Interactive and UI Design Manager

Cross-platform product and experience design, from the design of, where I made mobile e-commerce viable for selling luxury products, to tying garment development with emerging digital opportunities.

Throughout 2010 – 2017, my focus at Burberry took a holistic approach to the end-to-end customer experience. I developed and defined cutting edge mobile web experiences, bringing the collection to life online through rich, detailed, expressive imagery. I created new tooling for omnichannel in-store experiences, engaging and attracting new customers through innovative interactive advertising experiences, and finally worked with the garment designers to develop the trench and scarf to help the brand go beyond UI and UX optimisation constraints.

Services and deliverables
  • Design system
  • e-commerce platform & experience
  • Omnichannel experience
  • Brand and product experience strategy

Luxury e-commerce

The digital commerce work between the iteration and testing had two distinct phases: making mobile web commerce a luxurious and viable conversion channel, and secondly, elevating imagery to show the brand and experience of what the clothes would make you feel like.

Back in 2012 the mobile web, while burgeoning, e-commerce wasn’t prolific and when it came to luxury e-commerce wasn’t considered possible. I designed and prototyped the use of native-like animations, and large beautiful imagery to create a luxurious digital commerce experience that transformed expectations of mobile commerce, both to internal stakeholders and the customers.

The website felt as rich as a native app leading to sales to grow and grow. The app was also architected in such a way that it meant it was used across all of Burberry’s digital tools (a proto-design system if you will).

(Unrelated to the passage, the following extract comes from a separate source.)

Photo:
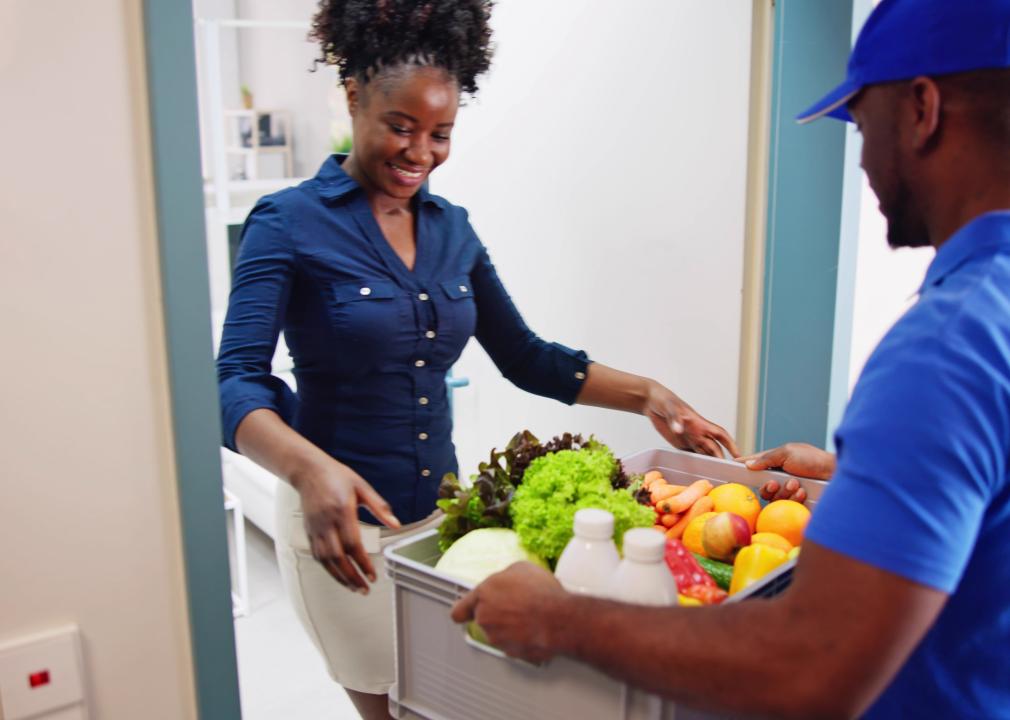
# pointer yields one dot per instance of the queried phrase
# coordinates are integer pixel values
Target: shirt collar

A lot of waste was created in designing and printing lookbooks, wholesale selling tools and managing clients. All of these key areas of operating a retail business were moved to digital. While this cut on all the printed waste, it also meant a more seamless and luxurious experience could be created through data integration of to store retail, video and speed of delivery to the global network of stores and sales representatives.

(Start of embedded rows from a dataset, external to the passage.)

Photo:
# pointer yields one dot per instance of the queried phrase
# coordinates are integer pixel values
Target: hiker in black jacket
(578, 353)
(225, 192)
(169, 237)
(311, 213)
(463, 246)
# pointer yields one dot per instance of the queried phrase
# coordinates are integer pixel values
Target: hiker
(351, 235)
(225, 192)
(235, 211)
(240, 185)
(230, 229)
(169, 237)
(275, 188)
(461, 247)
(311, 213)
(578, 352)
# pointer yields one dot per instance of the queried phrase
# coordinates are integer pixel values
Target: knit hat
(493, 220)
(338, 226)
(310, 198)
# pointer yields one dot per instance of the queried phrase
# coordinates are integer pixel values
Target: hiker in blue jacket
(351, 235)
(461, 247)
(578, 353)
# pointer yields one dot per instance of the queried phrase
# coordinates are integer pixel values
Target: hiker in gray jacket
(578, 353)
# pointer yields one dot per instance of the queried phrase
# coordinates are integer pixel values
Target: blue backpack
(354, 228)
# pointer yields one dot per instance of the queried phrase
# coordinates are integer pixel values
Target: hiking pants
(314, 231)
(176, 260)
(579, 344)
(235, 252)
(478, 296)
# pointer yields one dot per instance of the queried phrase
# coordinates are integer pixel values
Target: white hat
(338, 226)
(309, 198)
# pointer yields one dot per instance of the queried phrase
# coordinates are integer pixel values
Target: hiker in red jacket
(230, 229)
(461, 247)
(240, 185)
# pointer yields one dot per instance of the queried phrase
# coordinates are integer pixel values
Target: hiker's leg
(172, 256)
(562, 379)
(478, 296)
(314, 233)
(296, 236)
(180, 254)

Luxury e-commerce: Part II

The second phase of the e-commerce work came with the idea that the UX and UI of the site could be tweaked through testing, but it would never push the needle. The area of opportunity was e-commerce imagery. From our research, we knew that we could show more details and bring the brand and product to life through casting and moving away from non-recognisable model shots. The image refresh coincided with a light visual identity refresh, moving to a lighter and cleaner look to let the imagery stand out.

Advertising as entertainment

At Burberry, we explored novel ways to create “advertising as entertainment”. The festive season provided a great space for making things just fun for the customer: and I led on projects with Harrods in London and Printemps in Paris. Both allowed the viewer to control the scenes in the store windows with their bodies or phone connections.

The interactive scarf ad aimed to be fun; it was part of a more comprehensive re-launch of the classic cashmere scarf and allowed the customer to either buy it there and then or connect them to the Regent street store.

Provenance and personalisation

Shopping for trench coats online was hard - the UX and UI were ok, the research kept coming up with that people just wanted “the Burberry trench coat”, and finding that in a grid of around 200 versions was difficult. Working with the garment designers, I helped drive a user-centred approach to design the online experience that would match the garment, creating a more straightforward and more desirable proposition to the customer, three fits, three lengths, and three colours.

A similar approach was taken for the scarf. We explored the possibilities of near-infinite customisation but landed on a balance of allowing customers to personalise the product with their initials but still retain the provenance and prestige of a luxury item.

By aligning customer needs to the garment, we created new but heritage products with an online and in-store experience that met and exceeded expectations.